Abstract
To tame the rapidly rising cost of memory in servers, hyperscalers have begun deploying memory deduplication features, such as Kernel Same-page Merging (ksm), for some of their services. Nonetheless, ksm incurs a datacenter tax significant enough to notably degrade performance of co-running applications, which hinders its wider and more aggressive deployment. Meanwhile, the server-class CPU has started to integrate various on-chip accelerators to effectively reduce datacenter taxes. One of such accelerators is Data Streaming Accelerator (DSA), which can offload the two most taxing functions of ksm, page comparison and checksum computation, from CPU. In this work, we demonstrate that ksm offloading these two functions to DSA (DSA-ksm) can reduce the performance degradation of co-running applications caused by ksm from 1.6–5.8× to 1.0–1.6×. However, we uncover that DSA-ksm, which naïvely replaces CPU-based functions with their DSA-based counterparts, yields significantly lower rates of memory deduplication than ksm due to the long latency of offloading these functions through on-chip PCIe.
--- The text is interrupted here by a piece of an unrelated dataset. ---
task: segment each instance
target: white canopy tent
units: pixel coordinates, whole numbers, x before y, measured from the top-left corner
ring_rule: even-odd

To address this shortcoming, we redesign ksm to exploit DSA’s batching capability (Para-ksm). It facilitates a given function to operate on multiple pages per offload, rather than a single page as ksm does, thereby amortizing the long offloading latency. Compared to ksm, Para-ksm increases the amount of memory deduplication per CPU cycle used for ksm by 31–50% while decreasing the performance degradation to 1.3–2.7×.
Keywords
Memory Deduplication, Data streaming accelerators, Kernel samepage mering.